Salazar e a cadeira – Forte de santo António, em 3 de agosto de 1968

Há 45 anos, por ironia do destino, uma velha cadeira, interpretando os ventos da história e o sentir dos portugueses, depois de aguentar longos anos o lento corroer do caruncho, não suportou a infâmia de se ver calcada pelo eterno ditador e desfez-se num derradeiro ato de dignidade, em patriótico haraquíri, numa abnegada dádiva ao país que a ignorava.

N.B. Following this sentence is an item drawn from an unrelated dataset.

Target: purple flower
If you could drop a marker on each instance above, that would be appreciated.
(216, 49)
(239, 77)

Aguentou paciente, durante décadas, o lento desgaste a que o mais xilófago dos insetos a sujeitou. Sentiu o seu interior reduzir-se a pó e esperou pacientemente que o sinistro ditador deixasse cair o corpo, com a displicência com que a polícia política desprezava a liberdade e os direitos humanos, viu o pulha a aproximar-se, sofreu o odor do velhaco e a raiva de quem já tinha sido tantas vezes calcada pelo biltre.

Quando o corpo do miserável se preparava para relaxar, a cadeira, consciente do serviço que na sua decrepitude podia prestar, não hesitou, desconjuntou-se num ápice e arrastou com ela o algoz. Este nunca se recompôs e a cadeira ficou como símbolo heroico de um ato que os portugueses deviam e não puderam.

Nunca tantos deveram tanto a uma cadeira. À falta da venera que merecia, fica aqui esta homenagem que um eterno admirador partilha com os seus leitores. Bendita cadeira.